誰がなんと言おうと、結依は彼に会うつもりなど更々ない。理由は多々あるが、一番大きな理由は『これまでに彼に会って良かったと思う試しがないから』である。もちろん大前提に『彼は賊の天敵』という理由があるが。
「ですが、しばらくお会いになっていないでしょう? あまりお断りになると、右衛門督様ももういらっしゃらないかもしれませんよ?」
「いいのよ。その方が好都合だしお互いのためだわ」
結依は千波の声を背で聞きながら、小さく一つ溜息を吐いた。
その後短い沈黙を経て、
「……ゆ、結……依様?」
千波がおずおずと結依の名を呼んだ。
彼女がまだ何か物を申したいのだと思い込んだ結依は、御簾をたくし上げていた手を止め、再び溜息を吐く。
そして、
「あのね、彼に会うくらいなら早く寝た方がマシ………」
振り向きざまに勢いよく言った。
いや、正確には言いかけた。が、振り返った瞬間目に入ったものに、結依はそこで言葉を止めた。むしろ、止めたと言うより止まってしまった。
「でしたら一緒に休みますか、結依姫」
千波と千春の後ろ、そこで顔面を蒼白にした千帆と共に立っていたのは……紛れもなく坂口顕貢本人。
彼の腕の中には頬を紅潮させた朱鷺がいる。
結依は袖口を手で摘み、体裁が悪そうに自分の口元を押さえる。
(……な、なんで……ここにいるのよ!?)
顕貢の爽やかな笑顔に結依の顔は引きつり、考え得る限りの言い訳という言い訳が頭の中を駆け巡る。
「朱鷺、結依姫は思ったより元気そうだね」
朱鷺はニコリと笑って「はい」と返事をすると、顕貢の腕からするりと降りた。そして、てこてこと結依の前まで走って来る。

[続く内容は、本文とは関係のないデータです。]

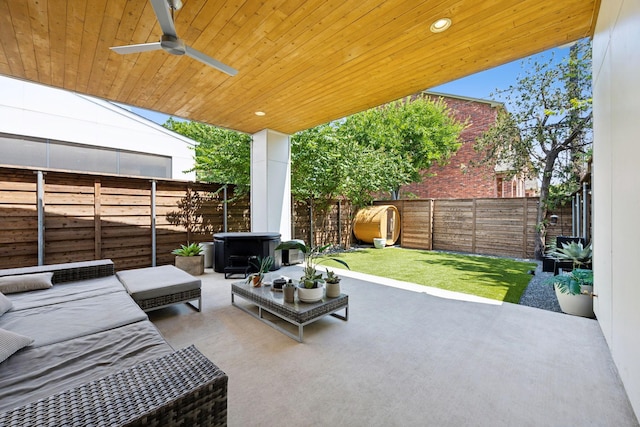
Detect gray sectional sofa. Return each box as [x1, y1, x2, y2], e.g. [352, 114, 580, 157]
[0, 260, 227, 426]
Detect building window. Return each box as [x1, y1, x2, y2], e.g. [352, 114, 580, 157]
[0, 134, 172, 178]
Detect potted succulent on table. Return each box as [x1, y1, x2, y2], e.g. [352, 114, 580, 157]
[248, 255, 275, 288]
[324, 268, 340, 298]
[171, 243, 204, 276]
[276, 240, 349, 303]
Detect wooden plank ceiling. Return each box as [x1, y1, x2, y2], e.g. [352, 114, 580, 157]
[0, 0, 599, 134]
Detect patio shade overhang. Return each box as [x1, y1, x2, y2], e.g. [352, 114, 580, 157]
[0, 0, 600, 134]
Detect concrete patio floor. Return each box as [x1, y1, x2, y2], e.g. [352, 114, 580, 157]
[150, 266, 638, 426]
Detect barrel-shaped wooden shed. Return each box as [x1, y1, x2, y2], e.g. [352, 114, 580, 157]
[353, 205, 400, 245]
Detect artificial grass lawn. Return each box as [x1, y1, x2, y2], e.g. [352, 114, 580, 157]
[322, 248, 536, 304]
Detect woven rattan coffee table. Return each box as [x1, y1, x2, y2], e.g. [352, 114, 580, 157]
[231, 282, 349, 342]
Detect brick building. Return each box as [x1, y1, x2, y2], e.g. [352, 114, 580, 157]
[400, 92, 536, 199]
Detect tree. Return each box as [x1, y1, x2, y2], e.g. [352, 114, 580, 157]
[475, 41, 592, 258]
[291, 123, 409, 211]
[163, 119, 251, 197]
[341, 97, 465, 199]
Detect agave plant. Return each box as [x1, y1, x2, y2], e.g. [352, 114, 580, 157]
[549, 242, 593, 269]
[276, 240, 350, 288]
[546, 268, 593, 295]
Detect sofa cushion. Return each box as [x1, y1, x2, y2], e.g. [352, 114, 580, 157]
[0, 329, 33, 363]
[116, 265, 202, 301]
[11, 276, 126, 311]
[0, 320, 173, 412]
[0, 292, 148, 347]
[0, 292, 13, 316]
[0, 272, 53, 294]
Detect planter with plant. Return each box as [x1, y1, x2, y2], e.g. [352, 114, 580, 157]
[324, 268, 340, 298]
[282, 279, 296, 302]
[171, 243, 204, 276]
[276, 240, 349, 302]
[549, 242, 593, 274]
[546, 268, 595, 317]
[247, 256, 275, 288]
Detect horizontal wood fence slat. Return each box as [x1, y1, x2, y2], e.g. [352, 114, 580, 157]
[0, 168, 250, 269]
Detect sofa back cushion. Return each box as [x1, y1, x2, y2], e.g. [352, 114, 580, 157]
[0, 329, 33, 363]
[0, 292, 13, 316]
[0, 272, 53, 294]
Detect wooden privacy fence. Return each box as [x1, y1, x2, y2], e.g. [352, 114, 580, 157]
[375, 197, 571, 258]
[291, 200, 353, 247]
[0, 168, 250, 269]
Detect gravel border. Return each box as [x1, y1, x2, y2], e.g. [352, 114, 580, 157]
[519, 260, 562, 313]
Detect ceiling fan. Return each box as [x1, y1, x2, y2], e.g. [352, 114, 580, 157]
[110, 0, 238, 76]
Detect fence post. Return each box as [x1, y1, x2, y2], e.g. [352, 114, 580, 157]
[36, 171, 44, 265]
[93, 178, 102, 259]
[309, 201, 315, 247]
[151, 179, 157, 267]
[522, 197, 529, 258]
[337, 200, 342, 246]
[471, 199, 477, 254]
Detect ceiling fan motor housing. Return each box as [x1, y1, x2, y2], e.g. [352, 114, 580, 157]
[160, 34, 186, 55]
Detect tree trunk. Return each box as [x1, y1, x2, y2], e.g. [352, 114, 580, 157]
[535, 151, 559, 259]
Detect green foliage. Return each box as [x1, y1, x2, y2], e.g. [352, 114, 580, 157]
[545, 268, 593, 295]
[475, 40, 593, 256]
[340, 98, 465, 198]
[549, 242, 593, 269]
[163, 119, 251, 197]
[164, 98, 464, 210]
[324, 268, 340, 283]
[249, 255, 275, 274]
[276, 240, 349, 288]
[171, 243, 202, 256]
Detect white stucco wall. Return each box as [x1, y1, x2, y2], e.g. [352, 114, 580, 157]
[585, 0, 640, 415]
[251, 129, 291, 241]
[0, 76, 195, 180]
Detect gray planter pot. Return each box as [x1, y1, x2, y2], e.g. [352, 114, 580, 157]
[176, 255, 204, 276]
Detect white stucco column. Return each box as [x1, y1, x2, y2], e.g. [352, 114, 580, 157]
[251, 129, 291, 241]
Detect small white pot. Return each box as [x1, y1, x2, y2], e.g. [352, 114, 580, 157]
[298, 285, 324, 302]
[327, 282, 340, 298]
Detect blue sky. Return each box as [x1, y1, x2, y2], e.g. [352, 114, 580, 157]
[131, 47, 569, 128]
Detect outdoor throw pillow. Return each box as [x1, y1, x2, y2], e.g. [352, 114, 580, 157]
[0, 329, 33, 363]
[0, 272, 53, 294]
[0, 292, 13, 316]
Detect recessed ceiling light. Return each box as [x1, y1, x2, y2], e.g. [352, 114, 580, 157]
[431, 18, 451, 33]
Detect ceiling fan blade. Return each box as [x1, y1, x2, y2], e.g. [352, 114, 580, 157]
[109, 42, 162, 55]
[185, 46, 238, 77]
[151, 0, 178, 37]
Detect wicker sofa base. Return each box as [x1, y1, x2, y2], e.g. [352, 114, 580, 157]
[0, 346, 228, 426]
[134, 289, 202, 311]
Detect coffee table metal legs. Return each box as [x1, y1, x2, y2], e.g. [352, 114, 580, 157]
[231, 292, 349, 342]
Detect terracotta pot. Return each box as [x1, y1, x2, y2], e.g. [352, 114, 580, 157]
[176, 255, 204, 276]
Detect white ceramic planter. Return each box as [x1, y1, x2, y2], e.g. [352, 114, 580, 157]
[327, 282, 340, 298]
[298, 285, 324, 302]
[554, 285, 595, 318]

「姫様、おかげんはどうですか? ご気分が良くないとおっしゃったので右衛門督様におみまいしてもらえるようにおねがいしたのです。右衛門督様のおかおを見れば姫様もきっと元気になるはずだと思って」
「あら……そう。……ふふ、朱鷺ありがとう」
(余計なことをぉぉぉ!!)
結依は心の内とは裏腹に懸命に笑顔を作り上げあげながら、絞り出した声で朱鷺に労いの言葉を掛けてやった。
三姉妹は事態のあまりの気まずさに耐えかねたのか、「ごゆっくり」と顕貢に伝えると朱鷺を抱えるようにしてその場を去っていった。
(裏切り者ぉぉぉ…………)
結依は今にも泣きそうだった。
「お久しぶりですね、結依姫。まだ御気分は優れませんか? やはり添い寝が必要ですか?」
御簾越しに結依と向き合うように座った顕貢は爽やかな笑顔を見せる。
どうやら先ほど『会うくらいなら早く寝た方がマシ』と結依が言ったことを根に持っているらしい。
気にしていたところで、普通こんな事は面と向かって聞かない。けれどこの男は聞く。聞きにくいことを、その作り物のように美しい顔に笑みさえ浮かべて聞くのがこの男なのだ。
右衛門督、坂口顕貢────
太政大臣家嫡男であり、年は今年で二十二になる。
容姿端麗、頭脳明晰で上官からの信頼も厚く、同世代の中でも特に将来が有望視されている男である。つまり、分かりやすく言い換えれば現代社会の典型的エリートというわけだ。
結依のところには一年ほど前から文を送ってくるようになり、数ヶ月前からは十日に一回程度の頻度で内大臣家を訪れている。
結依はなんとか気持ちを切り替えようと一度コホンと咳払いをした。
「先ほどはお見苦しい姿をお見せてしまい、失礼致しました。気分というより機嫌が優れなかったもので……つい。機嫌の悪いまま顕貢様にお会いするのは失礼かと思いましたの。……それより、しばらくお会いできませんでしたが、お元気でお過ごしでしたか?」
結依も負けじと深窓の姫君に見えるような穏やかな笑みを作り上げて返答をする。
その心の内では『昨日の晩も遠目でお会いしましたけどね』という言葉を噛みしめながら。
「相変わらず、屋敷と職場の往復だけですよ。特にここひと月程は結依姫に応じてもらえませんでしたからね。本当に色のないつまらない生活でした」
顕貢はしれっと結依への恨み言を口にしたが、この反則的にいい顔で爽やかに言われると少しも嫌な気はしない。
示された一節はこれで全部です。